I think, but might be completely wrong, that viewing these actions from their usual meaning is more helpful: you own a toy, it’s yours to do as tou please. You borrow a toy, it’s not yours, you can’t do whatever you want with it, so you can’t hold on to it if the owner doesn’t allow it, and you can’t modify it for the same reasons.
ithkuil|9 months ago
1. In real life I can borrow a toy from you and while I have that toy in my hands, the owner can exchange ownership with somebody else, while the object is borrowed by me. I.e. in real life the borrowing is orthogonal to ownership.
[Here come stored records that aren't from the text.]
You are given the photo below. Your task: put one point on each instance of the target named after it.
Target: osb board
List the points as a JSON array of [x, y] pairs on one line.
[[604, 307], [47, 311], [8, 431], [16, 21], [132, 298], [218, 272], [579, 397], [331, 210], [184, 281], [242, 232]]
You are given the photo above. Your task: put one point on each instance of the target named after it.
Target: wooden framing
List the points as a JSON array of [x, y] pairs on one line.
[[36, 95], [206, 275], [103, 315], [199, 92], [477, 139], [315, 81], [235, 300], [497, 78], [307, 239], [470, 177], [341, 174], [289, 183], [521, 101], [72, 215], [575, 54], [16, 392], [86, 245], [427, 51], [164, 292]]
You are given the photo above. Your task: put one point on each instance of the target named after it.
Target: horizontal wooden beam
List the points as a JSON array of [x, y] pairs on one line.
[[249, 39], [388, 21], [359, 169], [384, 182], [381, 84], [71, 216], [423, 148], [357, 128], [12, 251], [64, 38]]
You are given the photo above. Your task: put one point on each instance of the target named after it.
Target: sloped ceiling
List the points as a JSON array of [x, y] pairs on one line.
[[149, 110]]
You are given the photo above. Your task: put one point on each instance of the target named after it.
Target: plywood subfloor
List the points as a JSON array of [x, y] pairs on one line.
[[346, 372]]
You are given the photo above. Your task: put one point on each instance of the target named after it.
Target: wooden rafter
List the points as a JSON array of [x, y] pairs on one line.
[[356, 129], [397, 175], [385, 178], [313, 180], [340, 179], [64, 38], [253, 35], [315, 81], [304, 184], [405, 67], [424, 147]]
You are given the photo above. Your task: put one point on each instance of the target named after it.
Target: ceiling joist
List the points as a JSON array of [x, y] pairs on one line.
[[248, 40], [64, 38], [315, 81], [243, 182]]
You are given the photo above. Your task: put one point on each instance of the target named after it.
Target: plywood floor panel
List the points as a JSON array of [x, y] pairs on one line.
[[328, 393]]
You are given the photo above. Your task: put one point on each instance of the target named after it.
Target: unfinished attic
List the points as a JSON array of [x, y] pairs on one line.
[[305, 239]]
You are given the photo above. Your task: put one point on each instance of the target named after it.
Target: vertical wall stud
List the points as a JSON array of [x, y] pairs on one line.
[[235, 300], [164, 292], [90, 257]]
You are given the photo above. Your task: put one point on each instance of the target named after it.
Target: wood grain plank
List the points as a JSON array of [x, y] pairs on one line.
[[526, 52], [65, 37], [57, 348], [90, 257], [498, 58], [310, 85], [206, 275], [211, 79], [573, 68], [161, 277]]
In rust you can't do that.
2. Borrowing a toy is more akin to how mutable references work in rust. Immutable references allow multiple people to play with the same toy simultaneously, provided they don't change it.
Analogies are just analogies
psychoslave|9 months ago
"You own a toy" is the first thing a child is teached as wrong assumption by reality if not by careful social education, isn't it? The reality is, "you can play with the toy in some time frame, and sharing with others is the only way we can all benefit of joyful ludic moment, while claims of indefinite exclusive use of the toy despite limited attention span that an individual can spend on it is socially detrimental."
Also memory as an abstract object pragmatically operate on very different ground than a toy. If we could duplicate any human hand grabbable object as information carried by memory holding object, then any economy would virtually be a waste of human attention.
¹ edit: actually I was wrong here, I have been in confusion with "fiduciary". Finance instead comes from french "fin"(end), as in "end of debt".
xnickb|9 months ago
I guess I'm trying to say that analogy is of limited use here.